While not directly on point for viral marketing campaigns, for some, the parallel between
subliminal advertising and undisclosed viral marketing is not a difficult one to draw. The FCC
addressed subliminal messages in the mid 1970s, and the practice all but disappeared. In 1974,
the FCC released its only regulation on subliminal advertising in response to a toy
advertisement that flashed the words "Get It" on the screen during the commercial, stating
that:

"The FCC sometimes receives complaints regarding the alleged use of subliminal techniques in
radio and television programming. Subliminal programming is designed to be perceived on a
subconscious level only. The FCC has held that the use of subliminal perception is inconsistent
with the obligations of a licensee because, whether effective or not, such broadcasts are clearly
intended to be deceptive." [from 39 Federal Register 3714, 1/29/1974]

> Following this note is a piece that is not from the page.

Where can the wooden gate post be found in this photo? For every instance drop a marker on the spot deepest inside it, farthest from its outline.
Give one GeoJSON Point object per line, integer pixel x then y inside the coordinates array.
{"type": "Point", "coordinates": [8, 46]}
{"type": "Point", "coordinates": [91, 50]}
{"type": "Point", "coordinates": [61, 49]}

The FTC has stated that it would be deceptive for marketers to embed ads with so-called
subliminal messages that could affect consumer behavior, and in 1974 the FTC issued a
document in 1974 saying that subliminal messages on highway billboards could be potentially
considered unfair and deceptive and thus should not be used. The FTC further noted that
viewing a billboard from a car at 60 miles an hour is similar to viewing subliminal images on a
screen.

Under the scrutiny of the FCC and FTC, subliminal advertising has essentially vanished. While
the actual effectiveness of the practice has not been objectively determined, the presence of
subliminal messages in mainstream marketing campaigns has not been prevalent since the
1970s. Undisclosed viral campaigns could be considered a form of subliminal advertising, if the
consumer is not aware that they are receiving an advertising message.

5. The Future of Viral and Buzz Marketing

The advantages of viral marketing are quite high – low cost, exponential reach, high efficiency
and the possibility of constant alterations to the campaign with little effort. However, the use of
viral marketing also implies a lack of control over the reach of the campaign, as well as the risk
that the message will be viewed as spam by consumers and thus rejected. Further, companies
that try and obscure their connection to a viral campaign could find themselves in a legal or
public relations quagmire.

Thus, though it remains to be seen whether the FTC will investigate stealth or buzz marketing
techniques and practices, many marketers are erring on the side of caution and disclosing when
and where commercial relationships exist in their viral campaigns. Most notably, BzzAgent, one
of the most recognized buzz marketing agencies, changed their policy to ensure that their
workers disclosed their affiliation with BzzAgent. While BzzAgent attributed the policy change
to the fact that it found campaigns to be more effective when consumers were aware of the
additional information, similar requirements may be required by law if the FTC and other
lawmakers decide to address the practice of stealth marketing directly.